Algeria’s Sonatrach scandal is a test case for new president
Many voices are being raised in Algeria calling for light to be shed by the new Minister of Energy Kamel Eddine Chikhli on the Augusta affair. The issue could be a test case for the credibility of Algeria’s new government and that of President Abdelmadjid Tebboune.
On December 1, 2018, the CEO of Algeria’s state oil company, Sonatrach, finalised a deal worth an estimated $725 million to buy the Augusta refinery near Catania, in Sicily. Its owner ExxonMobil had been trying to sell this loss-making 70-year-old oil refinery for years.
In addition, there are commitments that need to be honoured, not least immediate expenditure for compliance with environmental standards. The total cost to Sonatrach, which is structurally loss-making, the weekly Petrostrategies newsletter reported, is more than $1 billion.
It speaks of an acquisition that “is raising a lot of questions… the haphazard management (to say the least) of Algeria’s oil and gas sector over the last few years can be summed up by (this) one shining example,” Petrostrategies said.
The Augusta affair was in the news last April when Sonatrach’s then-CEO Abdelmoumen Ould Kaddour was sacked but allowed to leave Algeria.
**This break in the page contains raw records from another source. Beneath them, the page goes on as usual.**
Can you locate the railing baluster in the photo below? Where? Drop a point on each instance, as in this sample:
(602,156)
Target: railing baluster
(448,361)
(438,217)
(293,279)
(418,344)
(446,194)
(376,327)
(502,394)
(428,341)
It initially surfaced during negotiations between Sonatrach and ExxonMobil in 2018 and provoked questions in private among Algeria’s elite — even in government — as to its wisdom.
Many in Algiers thought the decision to buy Augusta and the price paid were at odds with the needs of Sonatrach. Senior company officials considered their CEO to be incompetent and a crook. He had been sacked a decade earlier from his job of running a joint US-Algeria oil services company Brown and Root Condor, among whose shareholders was former US Vice-President Dick Cheney. Ould Kaddour was condemned for sharing intelligence with the enemy (the United States) and served time in prison.
He was appointed to that job by Chakib Khelil, who was Algeria’s all-powerful energy minister for the decade following Abdelaziz Bouteflika’s election to the presidency in 1999.
During those years tens of billions of dollars were siphoned out of Sonatrach accounts, in what is the biggest scandal since Algerian independence in 1962, for the benefit of Bouteflika’s family and business cronies.
Khelil was sacked after the forceful intervention of the head of security Mohamed Mediene and fled to Washington where he lived for two decades before 1999 and had powerful protectors. Ould Kaddour splits his time between Doha, the United Arab Emirates and Paris, where his family resides. Both should be tried for corruption and high treason, said a retired senior colonel in security, whose views are widely shared in Algiers.
If the new government and Tebboune fail to come clean, they are unlikely to convince Algerians they want to give the country a new start and promote a more competent, less corrupt form of government.
Petrostrategies had pointed questions about the industrial logic that presided over the Augusta transaction and of its consistency with Sonatrach’s refining policy at the time.
To justify the transaction company officials highlighted the fact that Algeria was importing 3 million tonnes per year of refined products and “claimed that the Augusta plant would make up for the deficit by refining Algerian crude…
“The problem is that Augusta was designed for crude oil of medium and heavy grades and not for the light crude oil of the type produced by Algeria. As a result, these crudes had to be bought from third parties as the plant could not process Algerian oil,” Petrostrategies reported.
“This was compounded by the fact that Sonatrach had made a commitment to ExxonMobil that the Augusta plant would supply the latter with a given volume of base lubricants for a period of ten years. In short, the new operator is not free to operate the plant’s facilities according to its own needs or those of the market, as the refinery has to calibrate its installations to fulfil this ten-year commitment.”
This brings us to what is arguably the most important consideration: the transactions’ political logic. Petrostrategies points out that “by the time Sonatrach was negotiating the acquisition, it had already completed a renovation programme for its existing refineries and was planning to build a new refinery.
It knew that its product import requirements would decline and fade away. This fall had started as a result of rising pump prices, which were dampening demand for refined products in Algeria.”
The refurbishment of Algerian refineries increased gasoline output by 50% and diesel production by 25%. When the new refinery that Sonatrach is building in Hassi Messaoud enters service in 2024, Algeria will once again become self-sufficient in road fuels.
Why then did Sonatrach and its true master the Algerian government “gamble on a losing investment when they could have made up for the shortage by importing products and/or by processing crude oil abroad”?
The transaction makes no economic sense. Was the Algerian government trying to curry favour with ExxonMobil and why? With the US government? Or was this another exercise in siphoning money out of the country?
No matter what, the Algerian people have been robbed blind and, if the country’s new leaders do not come clean on this shadowy affair, then their political credibility will be severely damaged as will their capacity to usher in bold economic reforms.